How to find repeating sequence of characters in a given array?

Question

My problem is to find the repeating sequence of characters in the given array. simply, to identify the pattern in which the characters are appearing.

   .---.---.---.---.---.---.---.---.---.---.---.---.---.---.
1: | J | A | M | E | S | O | N | J | A | M | E | S | O | N |
   '---'---'---'---'---'---'---'---'---'---'---'---'---'---'

   .---.---.---.---.---.---.---.---.---.---.---.---.---.---.---.
2: | R | O | N | R | O | N | R | O | N | R | O | N | R | O | N |
   '---'---'---'---'---'---'---'---'---'---'---'---'---'---'---'

   .---.---.---.---.---.---.---.---.---.---.---.---.
3: | S | H | A | M | I | L | S | H | A | M | I | L |
   '---'---'---'---'---'---'---'---'---'---'---'---'

   .---.---.---.---.---.---.---.---.---.---.---.---.---.---.---.---.---.---.
4: | C | A | R | P | E | N | T | E | R | C | A | R | P | E | N | T | E | R |
   '---'---'---'---'---'---'---'---'---'---'---'---'---'---'---'---'---'---'

Example

Given the previous data, the result should be:

"JAMESON"
"RON"
"SHAMIL"
"CARPENTER"

Question

How to deal with this problem efficiently?
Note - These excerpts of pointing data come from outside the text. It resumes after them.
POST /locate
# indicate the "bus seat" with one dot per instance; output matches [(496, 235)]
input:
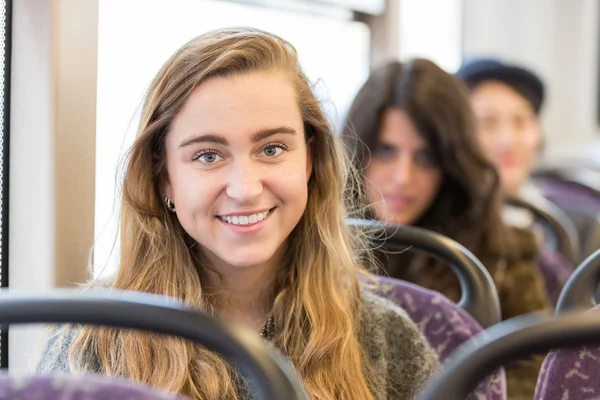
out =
[(570, 373), (581, 204), (559, 232), (512, 340), (479, 295), (444, 324), (581, 290), (555, 271), (86, 387), (266, 369)]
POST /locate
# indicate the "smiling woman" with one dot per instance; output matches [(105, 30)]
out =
[(234, 200), (253, 159)]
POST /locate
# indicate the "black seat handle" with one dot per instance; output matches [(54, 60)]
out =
[(580, 290), (508, 341), (266, 368), (479, 295), (558, 222)]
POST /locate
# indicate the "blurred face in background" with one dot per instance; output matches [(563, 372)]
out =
[(402, 178), (508, 131)]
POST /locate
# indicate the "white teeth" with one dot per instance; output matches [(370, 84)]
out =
[(245, 219)]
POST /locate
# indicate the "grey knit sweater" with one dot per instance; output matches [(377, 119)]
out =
[(401, 356)]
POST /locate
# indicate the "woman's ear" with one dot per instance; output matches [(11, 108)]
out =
[(309, 154)]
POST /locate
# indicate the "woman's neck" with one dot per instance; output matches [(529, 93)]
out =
[(243, 295)]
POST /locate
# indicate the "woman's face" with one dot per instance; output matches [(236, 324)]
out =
[(238, 167), (402, 178), (508, 131)]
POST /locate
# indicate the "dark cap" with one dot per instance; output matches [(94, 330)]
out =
[(523, 81)]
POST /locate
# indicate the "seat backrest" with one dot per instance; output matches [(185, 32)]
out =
[(268, 372), (74, 387), (581, 204), (570, 374), (444, 324), (560, 234), (509, 341), (581, 290), (479, 295), (555, 271)]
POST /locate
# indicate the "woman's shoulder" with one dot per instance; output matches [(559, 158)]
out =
[(399, 352), (57, 347)]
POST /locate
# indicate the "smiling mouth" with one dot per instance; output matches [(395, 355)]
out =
[(244, 220)]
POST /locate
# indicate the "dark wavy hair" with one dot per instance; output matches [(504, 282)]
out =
[(468, 204)]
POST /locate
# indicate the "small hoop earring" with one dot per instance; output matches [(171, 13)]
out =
[(169, 204)]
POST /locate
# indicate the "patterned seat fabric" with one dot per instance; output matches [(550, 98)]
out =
[(581, 205), (65, 387), (570, 374), (445, 326), (555, 271)]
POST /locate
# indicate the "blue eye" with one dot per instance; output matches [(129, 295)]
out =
[(273, 150), (384, 151), (208, 157), (425, 158)]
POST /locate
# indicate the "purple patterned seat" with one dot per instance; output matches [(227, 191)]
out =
[(445, 326), (69, 387), (555, 271), (581, 204), (570, 374)]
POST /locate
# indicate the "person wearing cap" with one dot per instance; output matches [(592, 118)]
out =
[(507, 101)]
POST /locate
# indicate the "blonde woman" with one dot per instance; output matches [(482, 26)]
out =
[(233, 201)]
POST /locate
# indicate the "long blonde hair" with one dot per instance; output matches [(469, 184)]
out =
[(317, 300)]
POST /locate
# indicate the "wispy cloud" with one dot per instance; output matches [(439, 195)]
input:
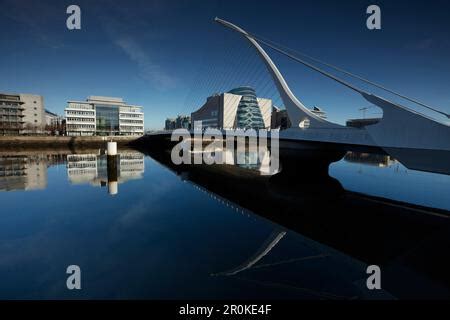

Removed the [aptitude] tag because it's used primarily to refer to the APT client. Also, should this be tagged [language-agnostic] instead of [java] and [c]? — BoltClock
– BoltClock, Commented Sep 9, 2010 at 9:41
Is the array containing exactly the repeated text, or is it larger ? Is the repeated text starting on the first cell or can it start anywhere in the array ? — barjak
– barjak, Commented Sep 9, 2010 at 9:52
Pay attention to stuff like BARBARABARBARABARBARA (repeating BARBARA, not BAR) — pmg
– pmg, Commented Sep 9, 2010 at 9:59
you can look at this Knuth Morris Pratt String Matching Algorithm,which basically detects characters match. — Dead Programmer
– Dead Programmer, Commented Sep 9, 2010 at 10:08

Oliver Charlesworth · Accepted Answer · 2010-09-09 13:02:14Z

26

Tongue-in-cheek O(NlogN) solution

Perform an FFT on your string (treating characters as numeric values). Every peak in the resulting graph corresponds to a substring periodicity.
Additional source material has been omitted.